Solorio wants details on fairgrounds

Anaheim assemblyman says the sale 'is flawed and the judge needs to slow it down.'

December 07, 2010|By Mona Shadia,

COSTA MESA — Assemblyman Jose Solorio (D-Anaheim) has introduced an urgency bill asking the state Legislature to address unanswered questions about the planned sale of the Orange County Fairgrounds.

Solorio also is asking the Orange County Superior Court, which placed a temporary restraining order on the sale, to give the Legislature more time before ruling in the lawsuit. Solorio is asking that the bill be heard soon before state committees.

"I'm getting engaged in what the court is reviewing," Solorio said Monday. "I think the court should postpone making a final decision until more questions are answered and until the Legislature has some time to clarify some areas."

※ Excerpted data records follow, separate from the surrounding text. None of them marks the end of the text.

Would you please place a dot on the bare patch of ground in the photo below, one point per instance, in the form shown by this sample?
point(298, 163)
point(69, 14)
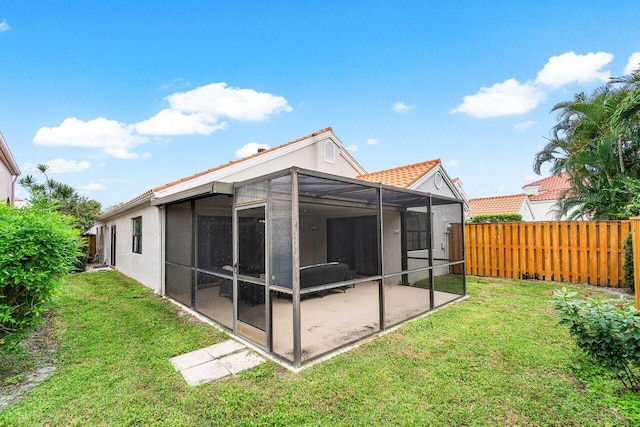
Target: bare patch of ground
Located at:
point(29, 364)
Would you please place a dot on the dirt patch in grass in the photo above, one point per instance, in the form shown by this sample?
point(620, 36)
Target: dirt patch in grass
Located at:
point(30, 363)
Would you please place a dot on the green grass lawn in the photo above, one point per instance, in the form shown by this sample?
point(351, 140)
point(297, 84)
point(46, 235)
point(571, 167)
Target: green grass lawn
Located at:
point(498, 358)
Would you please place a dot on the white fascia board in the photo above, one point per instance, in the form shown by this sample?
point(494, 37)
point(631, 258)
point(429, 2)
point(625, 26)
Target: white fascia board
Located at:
point(5, 154)
point(347, 156)
point(527, 204)
point(221, 174)
point(143, 200)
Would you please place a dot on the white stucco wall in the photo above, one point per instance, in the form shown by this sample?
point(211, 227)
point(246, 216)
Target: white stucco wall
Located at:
point(144, 267)
point(6, 183)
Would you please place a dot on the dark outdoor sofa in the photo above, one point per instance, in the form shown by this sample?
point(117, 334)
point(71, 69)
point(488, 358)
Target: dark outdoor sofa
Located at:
point(324, 274)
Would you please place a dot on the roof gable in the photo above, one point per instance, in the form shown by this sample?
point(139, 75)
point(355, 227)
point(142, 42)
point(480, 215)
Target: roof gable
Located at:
point(402, 176)
point(238, 161)
point(511, 204)
point(200, 179)
point(554, 182)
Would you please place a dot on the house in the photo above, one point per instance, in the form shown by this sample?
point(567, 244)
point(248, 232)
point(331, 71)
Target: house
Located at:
point(9, 173)
point(296, 250)
point(511, 204)
point(544, 195)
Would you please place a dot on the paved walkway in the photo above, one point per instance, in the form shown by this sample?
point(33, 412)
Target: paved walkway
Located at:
point(215, 362)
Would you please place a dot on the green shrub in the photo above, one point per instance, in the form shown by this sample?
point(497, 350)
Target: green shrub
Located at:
point(37, 248)
point(607, 331)
point(496, 218)
point(627, 265)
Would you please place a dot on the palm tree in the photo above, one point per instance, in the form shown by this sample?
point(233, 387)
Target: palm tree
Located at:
point(596, 141)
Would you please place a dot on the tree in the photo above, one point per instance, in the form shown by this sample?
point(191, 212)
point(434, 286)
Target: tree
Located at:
point(61, 198)
point(597, 141)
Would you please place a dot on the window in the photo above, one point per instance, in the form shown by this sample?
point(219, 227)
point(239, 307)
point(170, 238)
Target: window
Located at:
point(417, 230)
point(329, 152)
point(136, 226)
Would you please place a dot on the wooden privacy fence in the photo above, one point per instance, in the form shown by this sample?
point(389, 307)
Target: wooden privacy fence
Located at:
point(566, 251)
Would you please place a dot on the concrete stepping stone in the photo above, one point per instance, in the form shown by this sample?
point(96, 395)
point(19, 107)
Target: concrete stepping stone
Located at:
point(205, 372)
point(239, 362)
point(215, 362)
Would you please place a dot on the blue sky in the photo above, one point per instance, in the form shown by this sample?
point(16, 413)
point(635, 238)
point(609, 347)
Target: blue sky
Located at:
point(119, 97)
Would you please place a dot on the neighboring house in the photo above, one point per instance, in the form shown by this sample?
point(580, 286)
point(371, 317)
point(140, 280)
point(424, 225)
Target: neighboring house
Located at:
point(252, 244)
point(544, 195)
point(512, 204)
point(9, 173)
point(20, 203)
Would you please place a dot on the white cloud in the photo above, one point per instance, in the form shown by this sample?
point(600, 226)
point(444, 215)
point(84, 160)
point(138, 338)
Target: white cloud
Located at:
point(198, 111)
point(219, 100)
point(93, 186)
point(113, 138)
point(401, 107)
point(501, 99)
point(570, 67)
point(100, 185)
point(173, 122)
point(65, 166)
point(250, 149)
point(522, 127)
point(633, 63)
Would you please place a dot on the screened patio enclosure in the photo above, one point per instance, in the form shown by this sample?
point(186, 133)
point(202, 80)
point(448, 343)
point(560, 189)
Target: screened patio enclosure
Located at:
point(303, 263)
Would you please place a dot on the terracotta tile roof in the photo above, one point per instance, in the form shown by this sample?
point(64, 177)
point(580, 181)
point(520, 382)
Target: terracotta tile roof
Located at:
point(553, 182)
point(233, 162)
point(403, 176)
point(553, 187)
point(497, 205)
point(556, 194)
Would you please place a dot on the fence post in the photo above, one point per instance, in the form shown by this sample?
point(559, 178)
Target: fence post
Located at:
point(635, 237)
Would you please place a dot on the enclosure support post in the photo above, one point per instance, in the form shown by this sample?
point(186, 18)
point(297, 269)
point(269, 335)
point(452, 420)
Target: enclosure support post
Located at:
point(635, 237)
point(381, 259)
point(432, 293)
point(295, 267)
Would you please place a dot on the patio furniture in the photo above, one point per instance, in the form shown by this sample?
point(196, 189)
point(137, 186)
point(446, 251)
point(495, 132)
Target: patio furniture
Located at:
point(324, 274)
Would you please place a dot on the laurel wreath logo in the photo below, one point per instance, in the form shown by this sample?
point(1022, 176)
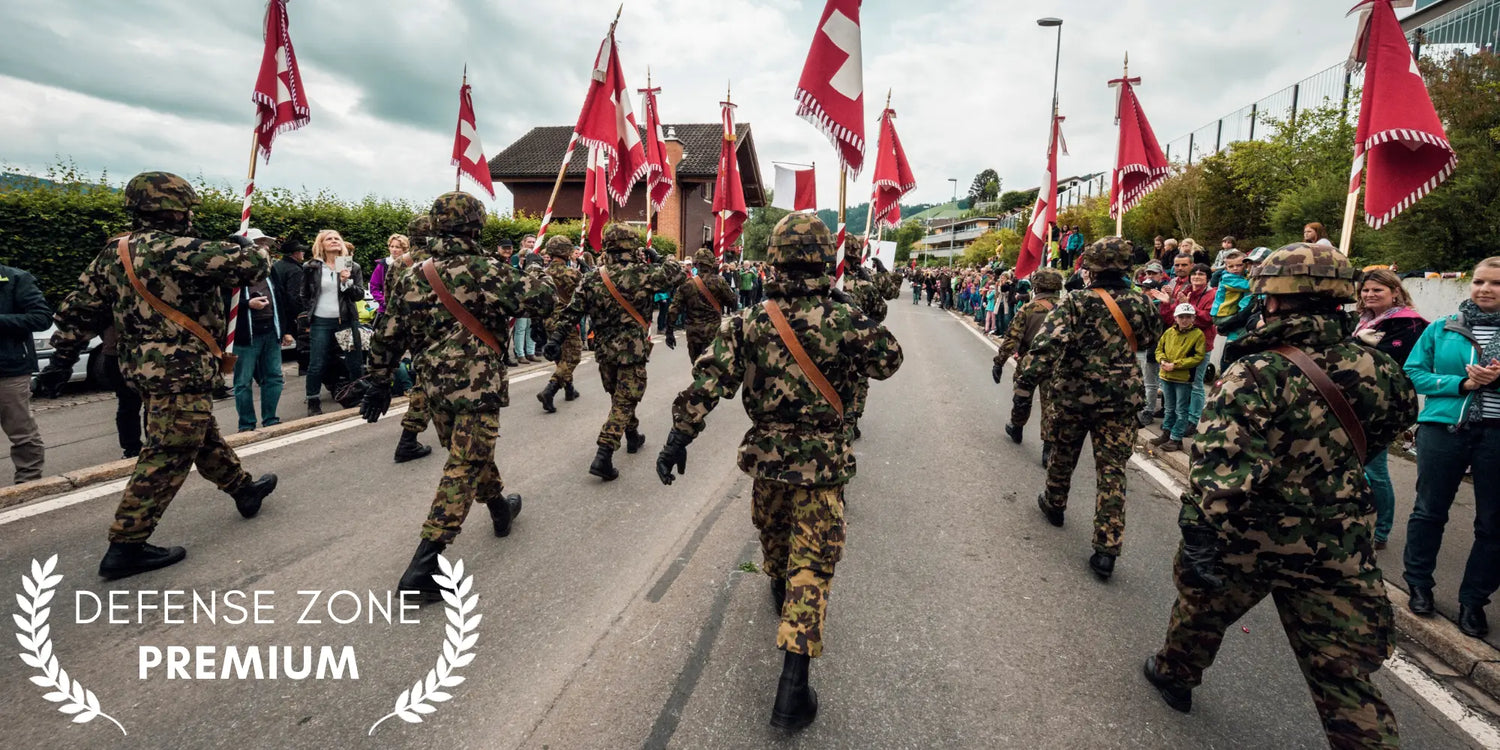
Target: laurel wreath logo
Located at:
point(413, 704)
point(35, 636)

A group of businesses led by Jeff Teller, president of Tel Phil Enterprises Inc., which runs the weekly swap meet at the fairgrounds, filed a lawsuit claiming that the state violated its constitution by not following all the guidelines in the sale.

The lawsuit alleges that the Department of General Services, which is in charge of selling the fairgrounds, favored and helped Facilities Management West, the Newport Beach-based investment group that is buying the fairgrounds, land the bid for $100 million. An Orange County Superior Court judge then issued a temporary restraining order prohibiting the state to sell the land to Facilities Management.

A court date is scheduled for Dec. 15.

"My legislation is consistent with the plaintiffs," Solorio said. "The sale is flawed and the judge needs to slow it down."

Solorio said before the state can sell the fairgrounds, the Legislature needs to know its true market value. When the state issued its first bid last October to sell the fairgrounds, it estimated it would bring between $96 million and $180 million.

However, General Services officials have said that no official appraisal of the property was made before the state put the property up for sale.

The state's second bid also indicates that General Services must notify the Legislature of the sale. However, when Facilities Management was named the winning bidder, the Legislature was out of session, which raises questions about whether there was proper notification, Solorio said.

"DGS itself had in its last RFP [request for proposal] made mention that a certain part of the agreement would require Legislature approval," he said. "We need further definition of that."